Top 5 Hours for Ask Posts Comments.
15:00: 38.59 average comments per post.
02:00: 23.81 average comments per post.
20:00: 21.52 average comments per post.
16:00: 16.80 average comments per post.
21:00: 16.01 average comments per post.


The `15:00` hour receives most comments per post with an average of 38.59 comments, followed by the `02:00` hour with an average of 23.81 comments.

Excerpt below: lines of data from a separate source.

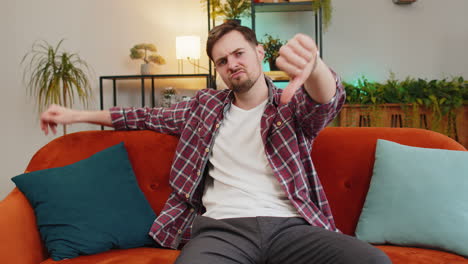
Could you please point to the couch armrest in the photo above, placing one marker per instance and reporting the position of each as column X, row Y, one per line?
column 20, row 241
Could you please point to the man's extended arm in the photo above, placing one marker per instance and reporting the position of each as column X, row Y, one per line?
column 56, row 115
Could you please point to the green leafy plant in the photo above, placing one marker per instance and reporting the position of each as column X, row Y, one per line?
column 229, row 9
column 442, row 98
column 144, row 51
column 53, row 76
column 327, row 10
column 272, row 46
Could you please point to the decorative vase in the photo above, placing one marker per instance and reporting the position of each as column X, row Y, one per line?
column 147, row 69
column 169, row 97
column 238, row 21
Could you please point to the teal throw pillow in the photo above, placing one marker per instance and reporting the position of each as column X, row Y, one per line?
column 417, row 197
column 88, row 207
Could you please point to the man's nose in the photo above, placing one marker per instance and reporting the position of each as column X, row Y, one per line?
column 232, row 64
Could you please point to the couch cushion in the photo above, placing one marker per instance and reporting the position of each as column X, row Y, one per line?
column 417, row 197
column 89, row 206
column 126, row 256
column 410, row 255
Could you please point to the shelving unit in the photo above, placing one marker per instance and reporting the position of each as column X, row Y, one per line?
column 290, row 7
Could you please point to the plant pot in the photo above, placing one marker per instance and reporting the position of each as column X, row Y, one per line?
column 147, row 69
column 238, row 21
column 273, row 66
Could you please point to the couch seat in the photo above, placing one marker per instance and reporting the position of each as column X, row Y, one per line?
column 125, row 256
column 411, row 255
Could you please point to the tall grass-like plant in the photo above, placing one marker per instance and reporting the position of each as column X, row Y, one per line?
column 327, row 10
column 53, row 76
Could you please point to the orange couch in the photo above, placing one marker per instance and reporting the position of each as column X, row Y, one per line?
column 344, row 159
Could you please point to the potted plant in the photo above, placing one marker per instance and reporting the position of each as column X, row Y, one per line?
column 271, row 46
column 327, row 10
column 140, row 51
column 53, row 76
column 229, row 9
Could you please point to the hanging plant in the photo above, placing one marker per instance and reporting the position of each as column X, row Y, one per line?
column 327, row 11
column 53, row 76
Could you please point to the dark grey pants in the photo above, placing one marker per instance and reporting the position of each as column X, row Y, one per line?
column 272, row 240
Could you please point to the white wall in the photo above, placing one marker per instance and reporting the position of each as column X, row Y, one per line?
column 373, row 37
column 427, row 39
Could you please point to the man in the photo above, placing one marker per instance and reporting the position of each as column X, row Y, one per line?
column 244, row 186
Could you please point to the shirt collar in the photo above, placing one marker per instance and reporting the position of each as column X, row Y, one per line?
column 274, row 94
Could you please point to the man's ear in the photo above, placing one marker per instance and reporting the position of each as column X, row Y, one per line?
column 260, row 51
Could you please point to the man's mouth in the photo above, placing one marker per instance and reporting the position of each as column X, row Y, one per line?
column 236, row 74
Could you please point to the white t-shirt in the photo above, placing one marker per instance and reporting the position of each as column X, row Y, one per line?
column 241, row 182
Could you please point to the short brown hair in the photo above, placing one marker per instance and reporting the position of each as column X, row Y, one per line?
column 219, row 31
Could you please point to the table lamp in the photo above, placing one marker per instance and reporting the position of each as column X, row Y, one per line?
column 188, row 48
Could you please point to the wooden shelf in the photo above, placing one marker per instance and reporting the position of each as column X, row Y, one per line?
column 277, row 75
column 283, row 7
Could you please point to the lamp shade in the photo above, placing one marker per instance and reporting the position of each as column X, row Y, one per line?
column 188, row 47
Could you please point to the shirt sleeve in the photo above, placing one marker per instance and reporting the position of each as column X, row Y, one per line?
column 312, row 116
column 164, row 120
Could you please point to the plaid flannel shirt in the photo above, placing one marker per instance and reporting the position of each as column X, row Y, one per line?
column 287, row 132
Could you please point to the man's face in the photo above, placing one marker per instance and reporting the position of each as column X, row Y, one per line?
column 237, row 61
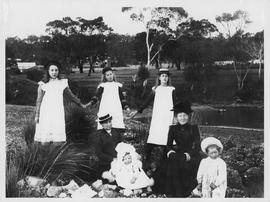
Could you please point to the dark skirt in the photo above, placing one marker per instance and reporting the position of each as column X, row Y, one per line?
column 181, row 175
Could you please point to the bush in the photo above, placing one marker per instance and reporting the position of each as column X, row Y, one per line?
column 52, row 162
column 21, row 91
column 137, row 90
column 35, row 75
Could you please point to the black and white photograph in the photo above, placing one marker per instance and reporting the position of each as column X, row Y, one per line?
column 134, row 99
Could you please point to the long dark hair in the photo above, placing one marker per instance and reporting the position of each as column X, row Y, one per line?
column 47, row 77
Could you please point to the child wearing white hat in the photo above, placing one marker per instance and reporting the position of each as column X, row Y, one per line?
column 127, row 170
column 212, row 172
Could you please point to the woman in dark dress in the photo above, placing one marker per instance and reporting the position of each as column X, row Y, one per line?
column 184, row 157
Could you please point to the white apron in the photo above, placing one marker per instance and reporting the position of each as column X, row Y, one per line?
column 51, row 126
column 110, row 104
column 162, row 116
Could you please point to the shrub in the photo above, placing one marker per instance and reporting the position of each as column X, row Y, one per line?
column 51, row 162
column 35, row 74
column 21, row 91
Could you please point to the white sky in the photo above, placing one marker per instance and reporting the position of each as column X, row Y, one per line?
column 25, row 17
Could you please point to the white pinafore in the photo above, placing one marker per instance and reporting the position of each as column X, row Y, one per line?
column 51, row 126
column 162, row 116
column 110, row 104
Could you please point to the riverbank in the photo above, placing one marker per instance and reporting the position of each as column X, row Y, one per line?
column 243, row 149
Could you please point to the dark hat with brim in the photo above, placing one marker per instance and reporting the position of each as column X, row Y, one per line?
column 105, row 69
column 182, row 107
column 164, row 71
column 104, row 119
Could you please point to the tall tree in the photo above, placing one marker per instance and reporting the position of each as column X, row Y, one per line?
column 234, row 25
column 159, row 18
column 234, row 22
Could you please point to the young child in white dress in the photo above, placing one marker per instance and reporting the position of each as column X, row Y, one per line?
column 111, row 97
column 212, row 172
column 50, row 115
column 164, row 98
column 127, row 170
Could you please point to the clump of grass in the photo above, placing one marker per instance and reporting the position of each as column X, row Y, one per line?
column 50, row 162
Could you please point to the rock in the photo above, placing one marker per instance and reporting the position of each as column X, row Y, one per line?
column 111, row 186
column 241, row 166
column 234, row 179
column 34, row 181
column 83, row 192
column 62, row 195
column 228, row 144
column 127, row 192
column 54, row 191
column 109, row 193
column 235, row 193
column 72, row 186
column 21, row 183
column 253, row 182
column 101, row 194
column 253, row 175
column 97, row 185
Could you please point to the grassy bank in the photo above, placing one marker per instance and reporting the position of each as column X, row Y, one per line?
column 221, row 88
column 243, row 149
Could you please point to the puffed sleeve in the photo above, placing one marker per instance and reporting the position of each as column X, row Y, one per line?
column 122, row 97
column 201, row 171
column 64, row 83
column 174, row 97
column 170, row 141
column 40, row 94
column 148, row 100
column 222, row 173
column 98, row 94
column 195, row 150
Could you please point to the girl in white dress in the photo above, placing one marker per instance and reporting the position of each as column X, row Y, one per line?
column 212, row 172
column 127, row 170
column 112, row 99
column 164, row 98
column 50, row 115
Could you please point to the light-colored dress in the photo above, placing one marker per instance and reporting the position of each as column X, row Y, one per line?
column 51, row 126
column 110, row 104
column 212, row 171
column 124, row 173
column 162, row 116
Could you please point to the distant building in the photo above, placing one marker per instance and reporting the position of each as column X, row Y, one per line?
column 23, row 66
column 223, row 63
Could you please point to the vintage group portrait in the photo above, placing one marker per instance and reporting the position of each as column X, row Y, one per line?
column 134, row 99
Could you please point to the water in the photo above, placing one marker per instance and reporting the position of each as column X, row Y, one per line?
column 247, row 117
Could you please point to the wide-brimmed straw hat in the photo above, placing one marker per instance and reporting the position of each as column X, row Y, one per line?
column 105, row 69
column 164, row 71
column 182, row 107
column 211, row 141
column 103, row 119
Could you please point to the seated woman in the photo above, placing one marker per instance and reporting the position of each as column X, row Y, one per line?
column 107, row 139
column 184, row 159
column 127, row 170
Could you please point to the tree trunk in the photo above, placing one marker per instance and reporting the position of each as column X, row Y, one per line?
column 178, row 64
column 158, row 60
column 148, row 48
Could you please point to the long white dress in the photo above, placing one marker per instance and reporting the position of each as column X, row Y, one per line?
column 162, row 116
column 51, row 126
column 124, row 173
column 212, row 171
column 110, row 104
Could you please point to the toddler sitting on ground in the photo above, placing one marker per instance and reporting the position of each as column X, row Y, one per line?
column 127, row 170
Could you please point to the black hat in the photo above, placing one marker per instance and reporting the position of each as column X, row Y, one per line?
column 164, row 71
column 182, row 107
column 104, row 119
column 105, row 69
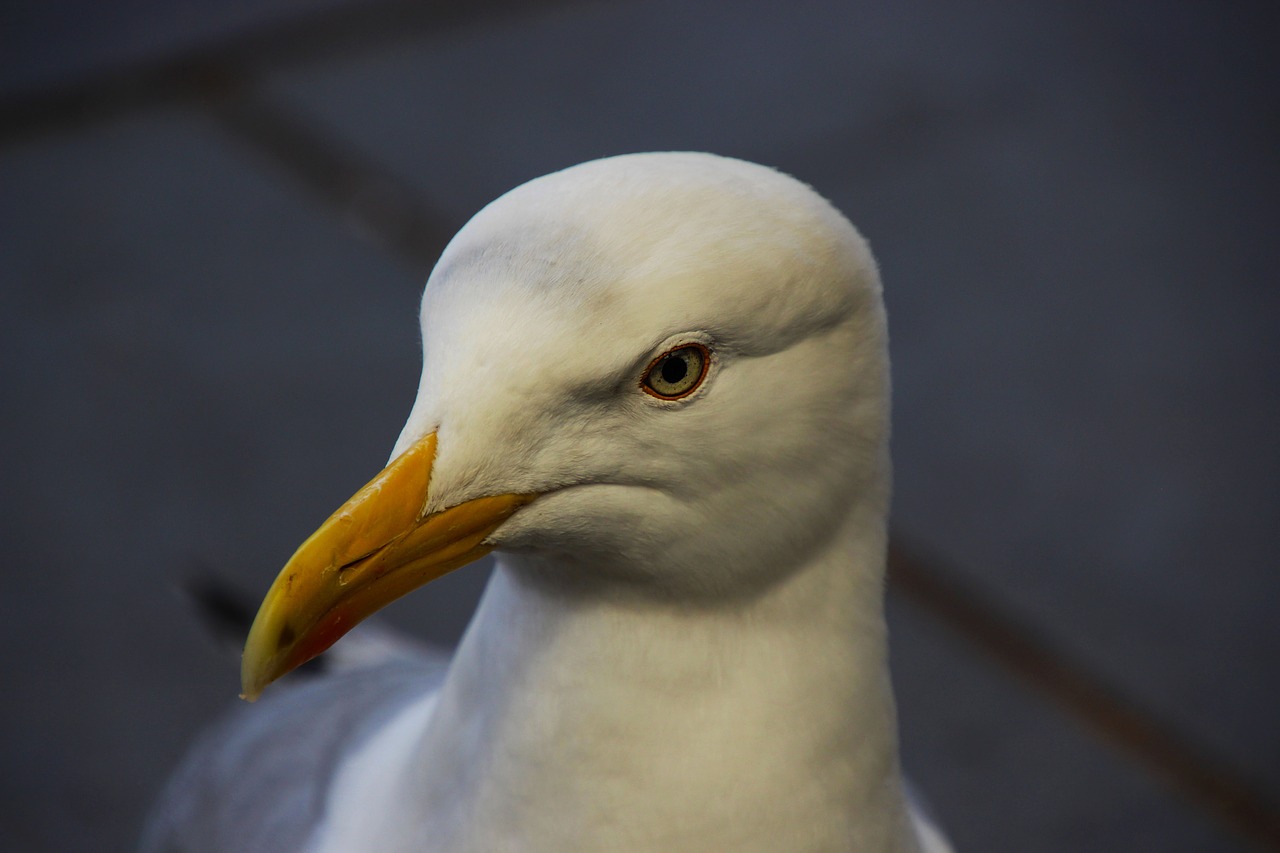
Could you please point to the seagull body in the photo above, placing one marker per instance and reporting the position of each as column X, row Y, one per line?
column 657, row 386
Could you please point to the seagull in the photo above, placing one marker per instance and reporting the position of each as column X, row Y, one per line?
column 656, row 387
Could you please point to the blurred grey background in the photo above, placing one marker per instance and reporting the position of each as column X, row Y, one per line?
column 215, row 219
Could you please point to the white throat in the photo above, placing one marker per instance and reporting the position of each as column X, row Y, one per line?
column 606, row 725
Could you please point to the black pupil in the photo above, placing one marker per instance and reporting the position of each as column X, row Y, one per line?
column 673, row 369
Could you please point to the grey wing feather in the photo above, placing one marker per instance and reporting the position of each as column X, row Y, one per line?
column 256, row 781
column 928, row 831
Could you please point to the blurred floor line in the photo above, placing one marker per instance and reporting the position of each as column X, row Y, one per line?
column 192, row 74
column 1221, row 790
column 364, row 195
column 392, row 214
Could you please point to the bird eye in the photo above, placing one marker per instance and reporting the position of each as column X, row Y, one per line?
column 677, row 373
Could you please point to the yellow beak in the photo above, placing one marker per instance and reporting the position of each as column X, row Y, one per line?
column 375, row 548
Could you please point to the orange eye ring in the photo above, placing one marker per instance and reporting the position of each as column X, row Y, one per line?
column 677, row 372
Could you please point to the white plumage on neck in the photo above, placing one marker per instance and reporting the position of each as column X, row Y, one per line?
column 570, row 723
column 682, row 647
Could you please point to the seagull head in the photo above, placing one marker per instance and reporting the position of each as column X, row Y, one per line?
column 659, row 375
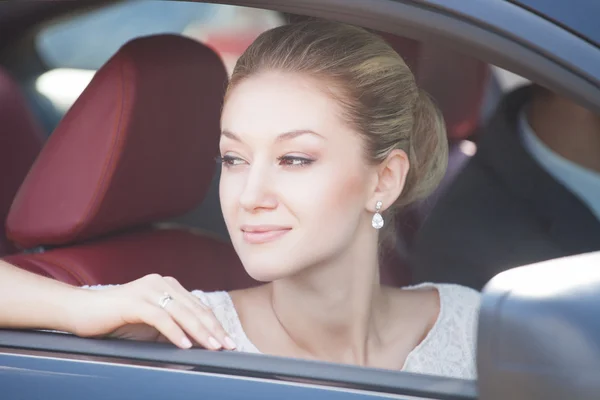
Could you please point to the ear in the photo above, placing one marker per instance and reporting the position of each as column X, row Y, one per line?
column 389, row 180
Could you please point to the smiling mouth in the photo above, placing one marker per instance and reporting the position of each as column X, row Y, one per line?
column 263, row 234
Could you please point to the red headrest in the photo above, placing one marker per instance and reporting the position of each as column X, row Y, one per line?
column 137, row 146
column 455, row 81
column 21, row 140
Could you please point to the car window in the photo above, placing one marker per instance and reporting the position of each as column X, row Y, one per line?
column 74, row 48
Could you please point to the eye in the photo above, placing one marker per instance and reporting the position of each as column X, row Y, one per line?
column 230, row 161
column 295, row 161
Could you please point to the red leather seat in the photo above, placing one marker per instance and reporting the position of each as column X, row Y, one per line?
column 137, row 147
column 21, row 139
column 457, row 83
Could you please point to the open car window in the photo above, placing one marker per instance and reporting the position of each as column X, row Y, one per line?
column 74, row 48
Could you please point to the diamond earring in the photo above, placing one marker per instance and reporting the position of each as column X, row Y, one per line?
column 377, row 221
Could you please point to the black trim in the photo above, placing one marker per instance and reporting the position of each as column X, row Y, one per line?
column 243, row 364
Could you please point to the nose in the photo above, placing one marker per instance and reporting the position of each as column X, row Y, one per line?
column 257, row 194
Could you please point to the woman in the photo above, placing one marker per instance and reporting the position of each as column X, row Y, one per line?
column 324, row 135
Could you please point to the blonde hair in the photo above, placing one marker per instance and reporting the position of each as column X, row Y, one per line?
column 374, row 86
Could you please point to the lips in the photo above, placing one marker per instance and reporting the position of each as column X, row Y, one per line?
column 258, row 234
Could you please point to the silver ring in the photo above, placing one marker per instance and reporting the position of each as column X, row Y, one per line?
column 164, row 300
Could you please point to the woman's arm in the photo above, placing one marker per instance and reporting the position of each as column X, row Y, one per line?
column 31, row 301
column 133, row 310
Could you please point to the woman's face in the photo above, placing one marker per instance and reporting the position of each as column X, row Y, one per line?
column 295, row 184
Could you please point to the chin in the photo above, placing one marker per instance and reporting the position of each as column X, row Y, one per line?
column 266, row 269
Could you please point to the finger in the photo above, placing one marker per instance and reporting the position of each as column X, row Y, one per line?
column 192, row 324
column 164, row 323
column 206, row 316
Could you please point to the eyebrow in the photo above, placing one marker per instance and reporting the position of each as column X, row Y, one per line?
column 281, row 137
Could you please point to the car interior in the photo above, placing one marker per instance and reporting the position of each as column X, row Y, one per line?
column 103, row 224
column 102, row 182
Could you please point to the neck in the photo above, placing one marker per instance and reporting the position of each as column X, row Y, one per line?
column 568, row 129
column 328, row 310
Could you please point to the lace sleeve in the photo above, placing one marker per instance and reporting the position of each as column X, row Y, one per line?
column 449, row 349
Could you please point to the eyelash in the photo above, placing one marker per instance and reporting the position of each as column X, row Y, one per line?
column 287, row 161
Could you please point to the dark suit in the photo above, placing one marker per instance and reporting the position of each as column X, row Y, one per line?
column 502, row 211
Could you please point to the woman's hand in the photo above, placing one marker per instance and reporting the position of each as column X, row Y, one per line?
column 134, row 311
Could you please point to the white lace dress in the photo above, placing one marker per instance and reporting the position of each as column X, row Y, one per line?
column 448, row 350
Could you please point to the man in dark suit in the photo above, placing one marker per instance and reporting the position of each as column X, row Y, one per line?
column 530, row 193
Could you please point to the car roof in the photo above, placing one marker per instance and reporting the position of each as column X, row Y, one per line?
column 578, row 16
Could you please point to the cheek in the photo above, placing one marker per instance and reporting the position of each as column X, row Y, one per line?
column 336, row 194
column 229, row 193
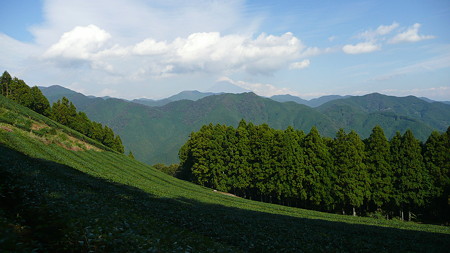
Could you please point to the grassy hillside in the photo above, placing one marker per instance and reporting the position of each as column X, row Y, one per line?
column 54, row 198
column 155, row 134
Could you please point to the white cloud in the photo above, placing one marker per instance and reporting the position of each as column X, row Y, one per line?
column 435, row 63
column 81, row 43
column 300, row 65
column 130, row 21
column 261, row 89
column 360, row 48
column 410, row 35
column 199, row 52
column 437, row 93
column 371, row 35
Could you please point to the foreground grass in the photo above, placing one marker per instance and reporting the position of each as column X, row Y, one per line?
column 55, row 199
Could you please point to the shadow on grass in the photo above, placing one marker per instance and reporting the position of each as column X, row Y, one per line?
column 91, row 213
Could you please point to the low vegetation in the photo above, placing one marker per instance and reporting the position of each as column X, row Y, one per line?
column 63, row 111
column 58, row 199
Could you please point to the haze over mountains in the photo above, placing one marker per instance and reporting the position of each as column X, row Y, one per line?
column 155, row 133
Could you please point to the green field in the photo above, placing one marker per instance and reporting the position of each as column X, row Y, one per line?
column 56, row 199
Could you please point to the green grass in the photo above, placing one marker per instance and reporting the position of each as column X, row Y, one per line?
column 54, row 199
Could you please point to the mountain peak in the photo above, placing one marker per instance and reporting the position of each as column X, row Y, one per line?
column 226, row 87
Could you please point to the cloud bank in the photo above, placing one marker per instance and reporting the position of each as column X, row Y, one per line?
column 205, row 52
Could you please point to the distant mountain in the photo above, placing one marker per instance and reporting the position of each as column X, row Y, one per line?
column 434, row 101
column 315, row 102
column 360, row 113
column 184, row 95
column 226, row 87
column 289, row 98
column 155, row 134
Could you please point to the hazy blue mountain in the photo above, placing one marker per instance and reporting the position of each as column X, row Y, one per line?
column 315, row 102
column 392, row 113
column 226, row 87
column 184, row 95
column 289, row 98
column 155, row 134
column 433, row 101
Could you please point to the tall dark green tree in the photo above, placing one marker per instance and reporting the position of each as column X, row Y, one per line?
column 5, row 82
column 318, row 169
column 39, row 102
column 412, row 183
column 377, row 161
column 351, row 177
column 437, row 161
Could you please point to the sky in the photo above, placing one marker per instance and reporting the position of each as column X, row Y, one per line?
column 155, row 49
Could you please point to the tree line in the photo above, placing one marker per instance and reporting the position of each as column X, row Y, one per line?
column 63, row 111
column 400, row 177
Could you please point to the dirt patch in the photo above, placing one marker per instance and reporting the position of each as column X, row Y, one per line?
column 84, row 144
column 72, row 148
column 38, row 126
column 225, row 193
column 7, row 129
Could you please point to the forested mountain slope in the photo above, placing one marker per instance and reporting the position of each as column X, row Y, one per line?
column 155, row 134
column 92, row 200
column 392, row 113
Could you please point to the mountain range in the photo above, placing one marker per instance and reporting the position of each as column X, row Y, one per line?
column 155, row 133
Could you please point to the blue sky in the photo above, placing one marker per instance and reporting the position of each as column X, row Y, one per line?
column 154, row 49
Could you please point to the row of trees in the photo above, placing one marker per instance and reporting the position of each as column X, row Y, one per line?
column 18, row 91
column 63, row 111
column 345, row 174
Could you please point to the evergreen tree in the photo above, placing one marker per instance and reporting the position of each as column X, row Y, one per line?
column 377, row 160
column 5, row 82
column 118, row 146
column 239, row 168
column 352, row 181
column 412, row 181
column 318, row 165
column 39, row 102
column 437, row 161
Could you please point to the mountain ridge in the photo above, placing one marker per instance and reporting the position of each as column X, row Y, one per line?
column 155, row 134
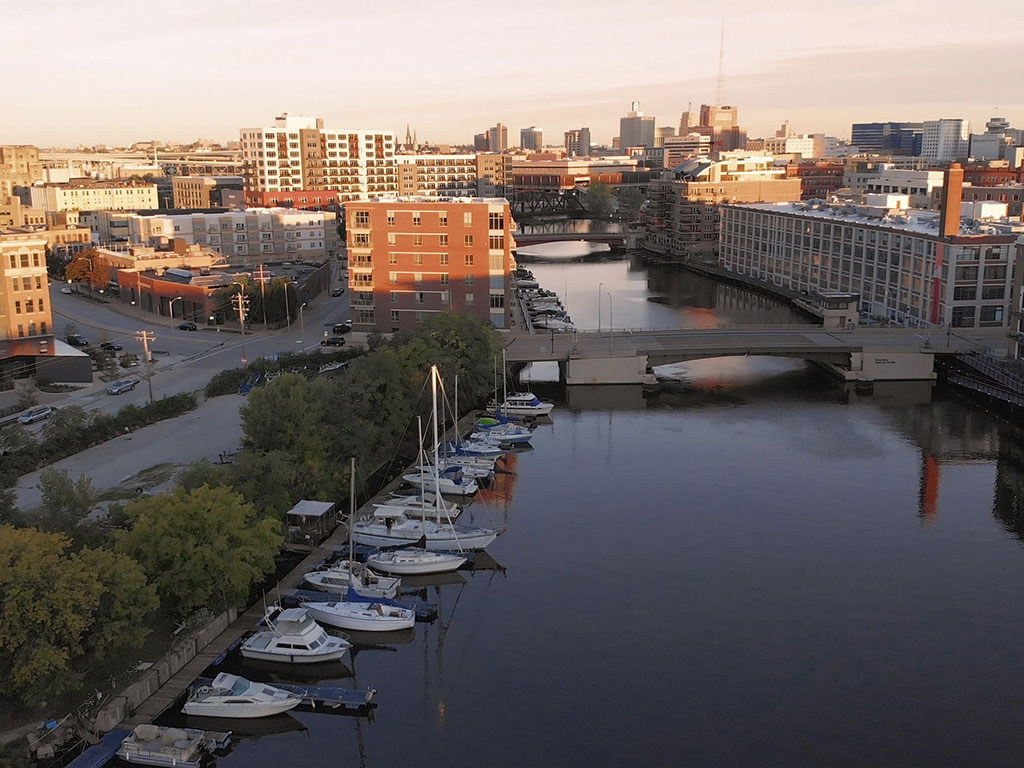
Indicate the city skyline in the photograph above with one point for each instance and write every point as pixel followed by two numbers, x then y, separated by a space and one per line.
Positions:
pixel 130 86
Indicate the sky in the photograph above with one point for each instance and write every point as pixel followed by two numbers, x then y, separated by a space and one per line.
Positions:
pixel 110 72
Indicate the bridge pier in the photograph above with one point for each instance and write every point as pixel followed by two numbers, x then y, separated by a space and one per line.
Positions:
pixel 621 369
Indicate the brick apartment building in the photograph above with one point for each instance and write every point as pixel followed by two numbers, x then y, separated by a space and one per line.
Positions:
pixel 412 256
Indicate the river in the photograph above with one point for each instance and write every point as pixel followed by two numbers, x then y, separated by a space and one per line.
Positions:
pixel 750 567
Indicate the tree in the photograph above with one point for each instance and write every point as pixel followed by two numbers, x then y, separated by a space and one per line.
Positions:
pixel 202 548
pixel 598 200
pixel 56 609
pixel 67 503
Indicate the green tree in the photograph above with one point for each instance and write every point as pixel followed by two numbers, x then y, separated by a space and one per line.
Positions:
pixel 202 548
pixel 598 200
pixel 67 503
pixel 56 609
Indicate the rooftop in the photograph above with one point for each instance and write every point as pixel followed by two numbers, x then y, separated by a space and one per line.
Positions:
pixel 910 220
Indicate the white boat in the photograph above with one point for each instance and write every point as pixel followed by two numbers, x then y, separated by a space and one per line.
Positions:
pixel 292 636
pixel 233 696
pixel 446 481
pixel 178 748
pixel 344 573
pixel 523 403
pixel 388 528
pixel 414 561
pixel 363 616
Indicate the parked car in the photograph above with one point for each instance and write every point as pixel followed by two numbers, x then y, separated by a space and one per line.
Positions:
pixel 36 414
pixel 122 385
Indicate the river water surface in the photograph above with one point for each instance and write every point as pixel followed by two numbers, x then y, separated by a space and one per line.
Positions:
pixel 751 567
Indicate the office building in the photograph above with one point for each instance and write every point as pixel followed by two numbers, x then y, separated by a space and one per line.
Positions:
pixel 682 215
pixel 531 138
pixel 299 154
pixel 208 192
pixel 578 142
pixel 498 138
pixel 945 139
pixel 911 267
pixel 86 195
pixel 412 257
pixel 636 129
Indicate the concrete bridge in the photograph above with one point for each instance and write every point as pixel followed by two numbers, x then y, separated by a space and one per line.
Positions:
pixel 859 354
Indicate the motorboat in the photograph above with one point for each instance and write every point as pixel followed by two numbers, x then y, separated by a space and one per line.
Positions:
pixel 450 481
pixel 177 748
pixel 344 573
pixel 415 561
pixel 505 433
pixel 361 616
pixel 388 528
pixel 292 636
pixel 233 696
pixel 523 403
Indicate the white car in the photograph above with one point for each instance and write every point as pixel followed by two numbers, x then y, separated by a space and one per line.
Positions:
pixel 36 414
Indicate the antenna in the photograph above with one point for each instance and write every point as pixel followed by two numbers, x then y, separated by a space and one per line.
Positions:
pixel 721 56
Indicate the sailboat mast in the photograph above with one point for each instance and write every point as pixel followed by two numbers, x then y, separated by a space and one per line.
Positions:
pixel 437 477
pixel 351 515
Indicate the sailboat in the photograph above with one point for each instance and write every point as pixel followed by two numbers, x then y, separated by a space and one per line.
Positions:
pixel 391 527
pixel 351 614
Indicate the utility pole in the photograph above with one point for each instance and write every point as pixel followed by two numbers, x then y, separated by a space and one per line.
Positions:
pixel 242 304
pixel 145 337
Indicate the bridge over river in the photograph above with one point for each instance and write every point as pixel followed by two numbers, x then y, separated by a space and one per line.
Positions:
pixel 858 354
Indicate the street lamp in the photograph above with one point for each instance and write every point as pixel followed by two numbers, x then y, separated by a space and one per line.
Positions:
pixel 611 323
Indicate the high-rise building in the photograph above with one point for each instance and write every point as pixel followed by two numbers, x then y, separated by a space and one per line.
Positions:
pixel 531 138
pixel 578 142
pixel 498 138
pixel 297 153
pixel 636 129
pixel 411 257
pixel 945 139
pixel 682 216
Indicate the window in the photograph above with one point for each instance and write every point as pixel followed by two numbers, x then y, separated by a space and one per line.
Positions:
pixel 965 293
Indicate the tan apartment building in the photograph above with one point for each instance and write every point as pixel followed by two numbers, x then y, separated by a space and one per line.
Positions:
pixel 25 306
pixel 297 153
pixel 19 166
pixel 86 195
pixel 682 218
pixel 411 257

According to the data [documentation](https://www.kaggle.com/hacker-news/hacker-news-posts), the time zone is Eatern Time in the US which is equivalent to 20:00 West African Time(WAT).

## Conclusion.

After analysing the `hacker_news.csv` dataset based on the set goals of this project, the `Ask HN` posts is seen to receive the most comments on average. Upon further analysis, ask posts with the most comments were created at 15:00(ET) equivalent to 20:00(WAT) with an average of 38.59 comments.